Fu’s team has long studied SPRK1 for a completely different reason: its ability to splice RNA, an important step that enables the translation of genes to proteins. They previously showed that SPRK1 is over-activated in colon cancer, and they developed inhibitors to dampen the enzyme.
But back in 1999, shortly after Fu published a paper that first described the enzyme’s role in RNA splicing, a research group in Greece noted similarities in the sequence of amino acid building blocks that make up SPRK1 substrates (the proteins upon which the enzyme acts) and protamine. Fu thought about it for years, but didn’t have the expertise and tools to study sperm development. In 2015, Lan-Tao Gou, PhD, was interviewing for a position as postdoctoral researcher when Fu realized that with Gou’s experience in spermatogenesis, he finally had the right person for the job.

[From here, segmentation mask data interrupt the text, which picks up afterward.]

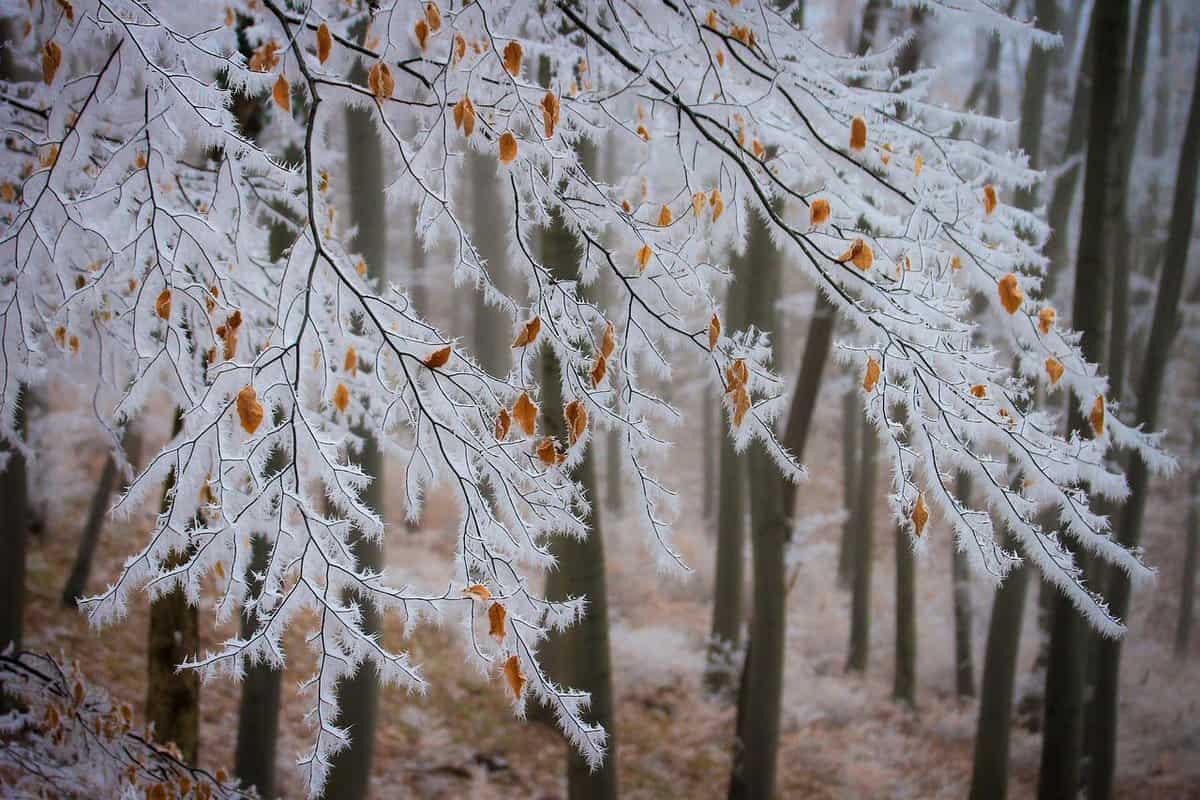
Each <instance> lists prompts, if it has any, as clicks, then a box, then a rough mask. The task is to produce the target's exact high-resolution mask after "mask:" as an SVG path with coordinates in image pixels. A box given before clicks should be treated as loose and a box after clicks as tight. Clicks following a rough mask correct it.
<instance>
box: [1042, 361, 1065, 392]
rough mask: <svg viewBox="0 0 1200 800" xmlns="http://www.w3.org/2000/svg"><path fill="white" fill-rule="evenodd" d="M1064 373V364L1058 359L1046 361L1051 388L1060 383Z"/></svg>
mask: <svg viewBox="0 0 1200 800" xmlns="http://www.w3.org/2000/svg"><path fill="white" fill-rule="evenodd" d="M1063 372H1064V369H1063V366H1062V362H1061V361H1058V359H1046V375H1048V377H1049V378H1050V385H1051V386H1054V385H1055V384H1057V383H1058V379H1060V378H1062V373H1063Z"/></svg>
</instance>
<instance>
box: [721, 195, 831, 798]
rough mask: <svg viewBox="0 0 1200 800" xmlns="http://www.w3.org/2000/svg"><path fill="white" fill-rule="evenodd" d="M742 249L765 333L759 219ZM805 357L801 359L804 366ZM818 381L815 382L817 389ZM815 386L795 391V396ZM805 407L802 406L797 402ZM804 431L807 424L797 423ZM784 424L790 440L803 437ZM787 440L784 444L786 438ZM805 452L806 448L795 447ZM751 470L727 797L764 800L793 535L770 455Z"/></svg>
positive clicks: (765, 228) (772, 733)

“I said to Lan-Tao, let’s do something nobody else is doing. I have a theory and you have the expertise,” Fu said. “So we borrowed the equipment we needed and leveraged the core facilities we have here at UC San Diego.
“And, surprisingly, everything we tried supported our hypothesis — SRPK1 leads a double life, swapping protamines for histones once sperm meets egg.”
According to Fu, SPRK1 most likely started out playing this role in early embryogenesis, then later evolved the ability to splice RNA. In this way, SPRK1 gets to stick around even when it’s no longer needed for embryogenesis.
Fu, Gou and team next want to determine the signals that instruct sperm to synchronize with the maternal genome.